2) In left shift, E1 >> E2, all the vacant bits on left side, will be 0 if number is positive, and will be 1 if number is negative.Keep in mind that an unsigned number is never negative. Also some implementations might also fill them with 0 on some machines even if number is negative, so never rely on this.

All other scenarios could be explained by these two simple rules. Now if you want to know the value of result after shifting , just write the bit representation of number and shift manually on paper and enter bits at vacant spaces using these two rules. Then you would be able to understand better how bit shifting works.
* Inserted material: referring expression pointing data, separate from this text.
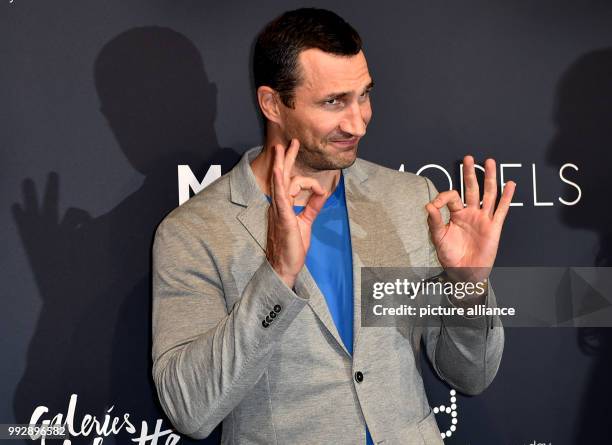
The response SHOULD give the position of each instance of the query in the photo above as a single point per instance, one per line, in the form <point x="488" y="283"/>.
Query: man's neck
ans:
<point x="262" y="169"/>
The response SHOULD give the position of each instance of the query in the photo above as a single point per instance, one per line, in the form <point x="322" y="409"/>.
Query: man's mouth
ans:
<point x="345" y="142"/>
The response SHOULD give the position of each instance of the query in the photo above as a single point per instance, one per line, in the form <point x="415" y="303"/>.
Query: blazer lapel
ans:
<point x="357" y="209"/>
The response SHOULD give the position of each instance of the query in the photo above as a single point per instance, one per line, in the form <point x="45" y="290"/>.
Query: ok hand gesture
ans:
<point x="289" y="234"/>
<point x="471" y="237"/>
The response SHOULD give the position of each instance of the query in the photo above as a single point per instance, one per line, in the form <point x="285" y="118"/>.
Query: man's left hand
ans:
<point x="470" y="239"/>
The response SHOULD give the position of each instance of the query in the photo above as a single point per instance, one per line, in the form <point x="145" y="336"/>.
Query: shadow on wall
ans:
<point x="93" y="274"/>
<point x="583" y="118"/>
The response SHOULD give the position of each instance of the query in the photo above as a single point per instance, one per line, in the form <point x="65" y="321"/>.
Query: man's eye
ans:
<point x="332" y="102"/>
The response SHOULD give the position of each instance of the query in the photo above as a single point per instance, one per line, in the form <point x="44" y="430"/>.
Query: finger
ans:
<point x="435" y="221"/>
<point x="290" y="156"/>
<point x="490" y="193"/>
<point x="299" y="183"/>
<point x="472" y="195"/>
<point x="314" y="205"/>
<point x="450" y="198"/>
<point x="504" y="203"/>
<point x="277" y="163"/>
<point x="280" y="199"/>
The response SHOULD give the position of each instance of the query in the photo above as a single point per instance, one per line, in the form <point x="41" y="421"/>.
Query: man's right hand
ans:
<point x="289" y="234"/>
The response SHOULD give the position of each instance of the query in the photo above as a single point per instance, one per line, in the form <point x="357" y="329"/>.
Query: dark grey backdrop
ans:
<point x="102" y="100"/>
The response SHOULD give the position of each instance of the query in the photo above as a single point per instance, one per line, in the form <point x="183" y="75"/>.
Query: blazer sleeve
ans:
<point x="465" y="352"/>
<point x="206" y="356"/>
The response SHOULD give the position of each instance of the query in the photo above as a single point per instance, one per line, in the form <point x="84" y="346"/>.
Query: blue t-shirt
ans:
<point x="330" y="262"/>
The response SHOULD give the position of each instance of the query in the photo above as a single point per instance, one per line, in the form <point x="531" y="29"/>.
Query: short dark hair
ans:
<point x="275" y="56"/>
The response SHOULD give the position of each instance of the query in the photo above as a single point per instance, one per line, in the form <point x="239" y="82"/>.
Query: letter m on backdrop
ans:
<point x="188" y="182"/>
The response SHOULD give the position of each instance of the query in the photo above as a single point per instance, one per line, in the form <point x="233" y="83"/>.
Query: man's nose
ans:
<point x="354" y="122"/>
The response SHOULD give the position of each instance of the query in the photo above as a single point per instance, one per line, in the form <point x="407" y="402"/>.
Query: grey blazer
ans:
<point x="291" y="380"/>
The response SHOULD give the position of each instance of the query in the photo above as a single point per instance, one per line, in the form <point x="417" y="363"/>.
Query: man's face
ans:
<point x="331" y="109"/>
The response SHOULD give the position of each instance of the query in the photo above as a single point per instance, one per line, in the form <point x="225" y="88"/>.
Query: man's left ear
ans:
<point x="269" y="102"/>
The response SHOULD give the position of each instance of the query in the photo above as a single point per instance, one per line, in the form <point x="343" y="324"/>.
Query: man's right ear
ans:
<point x="269" y="102"/>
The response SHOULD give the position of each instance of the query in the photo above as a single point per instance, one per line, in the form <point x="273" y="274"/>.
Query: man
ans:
<point x="256" y="315"/>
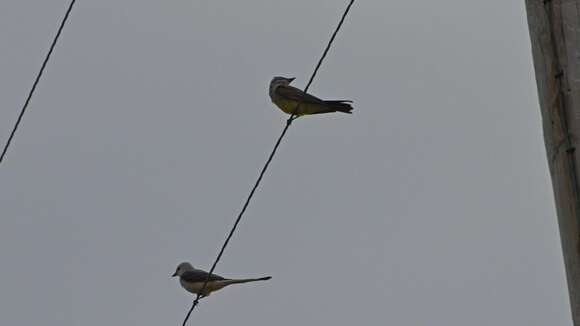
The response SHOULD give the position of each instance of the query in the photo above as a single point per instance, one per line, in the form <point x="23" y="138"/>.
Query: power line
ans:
<point x="268" y="161"/>
<point x="63" y="22"/>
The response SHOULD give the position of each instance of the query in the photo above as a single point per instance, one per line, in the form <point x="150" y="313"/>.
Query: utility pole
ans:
<point x="555" y="36"/>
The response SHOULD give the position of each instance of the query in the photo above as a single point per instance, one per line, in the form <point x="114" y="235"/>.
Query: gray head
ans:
<point x="182" y="268"/>
<point x="279" y="81"/>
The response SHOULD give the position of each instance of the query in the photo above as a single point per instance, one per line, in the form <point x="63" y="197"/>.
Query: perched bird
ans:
<point x="287" y="97"/>
<point x="192" y="280"/>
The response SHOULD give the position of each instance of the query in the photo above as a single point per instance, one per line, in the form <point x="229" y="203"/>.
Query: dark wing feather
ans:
<point x="197" y="275"/>
<point x="293" y="93"/>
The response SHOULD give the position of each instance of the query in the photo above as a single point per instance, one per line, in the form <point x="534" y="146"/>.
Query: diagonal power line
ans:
<point x="268" y="161"/>
<point x="31" y="92"/>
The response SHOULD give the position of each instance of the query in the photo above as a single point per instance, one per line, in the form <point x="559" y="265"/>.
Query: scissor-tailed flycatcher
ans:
<point x="192" y="279"/>
<point x="287" y="97"/>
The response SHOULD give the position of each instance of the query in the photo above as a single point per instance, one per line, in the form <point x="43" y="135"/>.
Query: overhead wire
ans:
<point x="37" y="79"/>
<point x="268" y="161"/>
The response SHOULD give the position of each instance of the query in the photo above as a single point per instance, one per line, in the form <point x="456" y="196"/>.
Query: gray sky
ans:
<point x="430" y="205"/>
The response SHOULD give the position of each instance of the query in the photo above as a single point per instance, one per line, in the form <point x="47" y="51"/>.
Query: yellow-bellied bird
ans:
<point x="287" y="97"/>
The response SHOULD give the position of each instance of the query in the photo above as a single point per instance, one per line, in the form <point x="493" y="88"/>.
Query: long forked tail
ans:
<point x="246" y="280"/>
<point x="340" y="106"/>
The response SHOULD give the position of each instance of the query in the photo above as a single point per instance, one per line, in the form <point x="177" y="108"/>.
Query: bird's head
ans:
<point x="278" y="80"/>
<point x="182" y="268"/>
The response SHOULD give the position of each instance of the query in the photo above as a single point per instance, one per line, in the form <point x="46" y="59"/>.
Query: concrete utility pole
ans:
<point x="555" y="35"/>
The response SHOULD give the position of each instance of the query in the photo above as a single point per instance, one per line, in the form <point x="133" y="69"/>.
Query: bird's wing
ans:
<point x="198" y="275"/>
<point x="293" y="93"/>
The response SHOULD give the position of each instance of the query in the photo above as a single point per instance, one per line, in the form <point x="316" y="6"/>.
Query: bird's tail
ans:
<point x="340" y="106"/>
<point x="246" y="280"/>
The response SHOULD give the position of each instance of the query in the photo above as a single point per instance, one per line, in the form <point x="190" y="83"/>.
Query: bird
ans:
<point x="294" y="101"/>
<point x="192" y="279"/>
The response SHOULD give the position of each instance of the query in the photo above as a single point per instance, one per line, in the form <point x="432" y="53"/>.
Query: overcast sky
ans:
<point x="430" y="205"/>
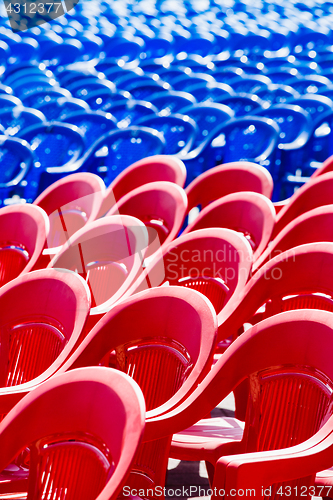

For example lets take int i = 7;
i<<2
now i = 0000 0000 0000 0000 0000 0000 0000 0111
perform two left shits according to rule 1 would be:

0000 0000 0000 0000 0000 0000 0001 1100

which will give it value of 28 ( E1 * 2E2 = 7 *2*2 = 28), which is same as representated by bit pattern.

Now let me explain the "reduced modulo" thing, well if you are shifting a big number, than the bits on left hand side will be lost, "reduced modulo" compensates for it, So if your resultant value if greater than the maximum value that the data type could hold, the bits on left will be lost , and then: result = (E1*2*E2) % ( maximumValue + 1).

For various other cases, just keep the above rules in mind , and you are good :)

Answer 4

Q2：“降值模数X”在数学中表示“值mod X”，可以在C中写为“value％X”。这部分只是解释整数溢出是如何工作的。